Il était temps. La saison pluvieuse, après s’être fait longtemps désirer, a enfin daigné se manifester dans toute sa puissance foudroyante et son cortège de grêle. Toute cette force est aujourd’hui comme exécutante des actions punitives qui mettent plusieurs quartiers sensibles d’Antananarivo et des environs à la merci des eaux. “Nous voulions un peu d’eau, vous nous lâchez la bonde ; l’excès d’un très grand bien devient un mal très grand,” écrivait le dramaturge Jean-Pierre Claris de Florian dont les vers se confirment sous nos yeux.
Quand le climat se règle en mode été, inséparable de son élément liquide, il dérègle la vie dans des localités annuellement affectées par les inondations et ses conséquences. La montée irrépressible des eaux exerce alors son pouvoir tétanisant qui paralyse tous les secteurs : l’impraticabilité des routes immobilise les automobilistes qui subissent une intensification de la force des embouteillages, le commun des mortels est aussi figé par la raréfaction des transports en commun.
Quand le regard se tourne vers le passé, cet éternel recommencement rempli par nos accomplissements, l’histoire retiendra que les actions et les décisions de l’irréflexion ont exacerbé le caractère ambigu de la pluie, à la fois généreuse en bénédictions tout en étant un des principaux agents exécuteurs des supplices des fins d’année. Les remblais, les constructions où l’inconscience s’est exprimée, ont contribué à l’imperméabilité décuplée par le dépeuplement végétal qui a réduit la capacité d’absorption du sol.
Ces crues redoutées sont aussi, avant tout, ce qui est en aval de l’indiscipline et l’incivisme qui se trouvent en amont. Les déchets mal guidés par les mains insouciantes finissent aux mauvais endroits, obstruant les systèmes de drainage. Tant de “petits” gestes irresponsables aux retombées monumentales dont le poids imposant nous écrase quand la nature nous fait don de la pluie. Le bannissement de la responsabilité, qui peine à se faire une place dans les mentalités, nous fait traverser encore plus durement la période pluvieuse.

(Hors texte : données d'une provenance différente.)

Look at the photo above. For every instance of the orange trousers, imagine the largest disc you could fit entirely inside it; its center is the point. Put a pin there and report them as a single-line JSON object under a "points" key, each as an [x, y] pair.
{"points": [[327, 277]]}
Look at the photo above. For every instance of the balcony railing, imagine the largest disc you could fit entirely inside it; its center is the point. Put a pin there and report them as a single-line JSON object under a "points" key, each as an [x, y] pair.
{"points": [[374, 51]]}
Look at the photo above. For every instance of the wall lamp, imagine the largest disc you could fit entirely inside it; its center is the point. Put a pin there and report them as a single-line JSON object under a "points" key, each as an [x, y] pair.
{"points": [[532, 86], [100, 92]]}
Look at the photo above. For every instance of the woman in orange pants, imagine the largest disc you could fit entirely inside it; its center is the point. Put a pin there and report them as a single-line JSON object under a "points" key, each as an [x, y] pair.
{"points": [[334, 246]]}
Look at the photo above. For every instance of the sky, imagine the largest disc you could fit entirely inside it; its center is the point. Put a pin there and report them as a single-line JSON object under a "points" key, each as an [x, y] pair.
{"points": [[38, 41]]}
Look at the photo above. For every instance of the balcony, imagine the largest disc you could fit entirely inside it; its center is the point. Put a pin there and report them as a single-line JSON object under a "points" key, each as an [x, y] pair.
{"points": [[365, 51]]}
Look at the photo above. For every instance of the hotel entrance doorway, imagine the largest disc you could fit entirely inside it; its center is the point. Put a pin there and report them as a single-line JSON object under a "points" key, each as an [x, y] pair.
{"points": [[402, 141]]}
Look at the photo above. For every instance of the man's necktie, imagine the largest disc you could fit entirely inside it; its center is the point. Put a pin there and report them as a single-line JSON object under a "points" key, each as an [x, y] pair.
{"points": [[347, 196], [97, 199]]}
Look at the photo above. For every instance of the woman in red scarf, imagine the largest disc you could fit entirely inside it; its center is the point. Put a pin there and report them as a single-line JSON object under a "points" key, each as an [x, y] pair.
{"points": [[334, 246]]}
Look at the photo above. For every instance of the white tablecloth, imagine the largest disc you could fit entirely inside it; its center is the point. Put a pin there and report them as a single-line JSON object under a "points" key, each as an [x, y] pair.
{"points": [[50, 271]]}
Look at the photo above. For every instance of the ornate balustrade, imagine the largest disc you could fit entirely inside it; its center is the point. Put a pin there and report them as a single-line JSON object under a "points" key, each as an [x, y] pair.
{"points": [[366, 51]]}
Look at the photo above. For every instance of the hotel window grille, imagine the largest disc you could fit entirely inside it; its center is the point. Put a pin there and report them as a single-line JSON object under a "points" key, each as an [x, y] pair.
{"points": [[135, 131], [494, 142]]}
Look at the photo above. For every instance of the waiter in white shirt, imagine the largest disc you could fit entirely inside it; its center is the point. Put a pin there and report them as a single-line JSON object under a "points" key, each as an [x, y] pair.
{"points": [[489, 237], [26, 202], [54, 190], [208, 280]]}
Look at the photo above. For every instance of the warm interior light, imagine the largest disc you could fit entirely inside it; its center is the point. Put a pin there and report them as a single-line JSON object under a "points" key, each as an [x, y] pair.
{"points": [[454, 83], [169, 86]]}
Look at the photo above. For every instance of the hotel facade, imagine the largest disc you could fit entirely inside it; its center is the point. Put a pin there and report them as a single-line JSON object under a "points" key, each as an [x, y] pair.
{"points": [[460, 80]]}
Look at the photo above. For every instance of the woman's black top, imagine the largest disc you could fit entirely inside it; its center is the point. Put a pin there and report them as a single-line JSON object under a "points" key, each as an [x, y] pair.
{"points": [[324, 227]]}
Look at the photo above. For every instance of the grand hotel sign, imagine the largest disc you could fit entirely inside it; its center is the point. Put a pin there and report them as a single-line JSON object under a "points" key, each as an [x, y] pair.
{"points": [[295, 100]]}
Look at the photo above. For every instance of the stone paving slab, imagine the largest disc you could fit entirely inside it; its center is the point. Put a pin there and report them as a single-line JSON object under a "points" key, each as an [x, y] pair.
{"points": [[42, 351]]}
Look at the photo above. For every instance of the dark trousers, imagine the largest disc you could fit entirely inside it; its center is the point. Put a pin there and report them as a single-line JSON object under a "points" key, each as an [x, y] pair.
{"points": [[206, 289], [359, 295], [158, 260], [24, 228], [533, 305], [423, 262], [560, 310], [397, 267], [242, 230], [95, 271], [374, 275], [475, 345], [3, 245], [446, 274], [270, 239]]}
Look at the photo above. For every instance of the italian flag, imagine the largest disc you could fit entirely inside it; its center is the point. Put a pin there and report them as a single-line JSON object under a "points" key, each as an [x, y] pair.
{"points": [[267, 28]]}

“Agis de façon que les effets de ton action soient compatibles avec la permanence d’une vie authentiquement humaine sur terre.” Ainsi est formulé par le philosophe Hans Jonas le “principe responsabilité” dans le livre homonyme écrit en 1978. Un appel à avoir la conscience de l’importance d’une responsabilité éthique en faveur des générations futures. Et jusqu’à preuve du contraire, malmener les infrastructures, massacrer l’environnement, les comportements inciviques... condamnent les protagonistes de l’avenir à endurer des inondations plus éprouvantes que celles de notre temps.